Offshore installation and decommissioning firm Allseas has awarded a contract to Norwegian company Kvaerner to recycle three large topsides, three jackets and four bridges from the Valhall and Hod fields located in the Norwegian North Sea.

Kvaerner will dismantle and recycle the topsides, jackets and bridges with a combined weight of 33 000 tonnes. It also has options for another 5 000 tonnes.

Kvaerner said that the assignment is expected to provide work for around 100 persons at peak.

The Norwegian oil company Aker BP-operated Valhall and Hod fields started operations in 1982 and since then produced more than one billion barrels of oil equivalents.

However, some of the oil installations will be removed after the new production and accommodation platform entered service in 2013.

Kvaerner, which has already commenced the decommissioning of the old Valhall accommodation platform, is now tasked with additional removal work on the field.

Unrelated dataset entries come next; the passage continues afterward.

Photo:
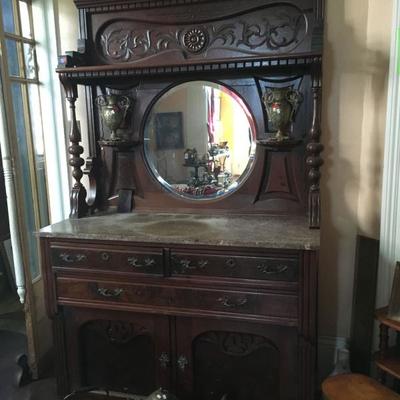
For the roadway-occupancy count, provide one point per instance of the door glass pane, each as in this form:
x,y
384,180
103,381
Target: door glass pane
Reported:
x,y
37,133
12,57
25,20
8,16
27,209
29,55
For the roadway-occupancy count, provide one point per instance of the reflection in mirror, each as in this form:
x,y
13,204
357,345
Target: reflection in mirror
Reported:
x,y
199,140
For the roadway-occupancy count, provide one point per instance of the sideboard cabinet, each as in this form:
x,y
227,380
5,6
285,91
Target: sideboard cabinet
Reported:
x,y
190,257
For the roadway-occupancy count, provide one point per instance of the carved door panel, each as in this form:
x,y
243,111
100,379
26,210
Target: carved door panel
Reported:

Aker BP has selected Allseas to remove and decommission the drilling platform and the production platform from the Valhall field as well as the unmanned Hod platform that is connected to Valhall.

Allseas is planning to use its giant Pioneering Spirit vessel to remove the platforms and structures, which will be delivered to Kvaerner’s decommissioning facilities at Stord for dismantling recycling.

Kvaerner’s Stord to receive the first structures in 2022

Kvaerner expects to receive the first structures at Stord in 2022. It would initially receive the drilling platform, the process platform and one jacket from the Valhall field.

The Hod and the remaining structures are planned to be delivered in 2025.

The method work is scheduled to commence later this year with detail offshore mapping and engineering work planned to commence in 2021.

Kvaerner decommissioning projects senior vice-president Magnus Kise said: “In this project we will also utilise a newly developed automatic cutting machine for pipes and beams, which will reduce the need for manual work significantly and thus reduce risk.”

In June 2020, Aker BP along with its partner Pandion Energy have submitted the plan for development and operation (PDO) for the Hod field to the Norway’s Ministry of Petroleum and Energy.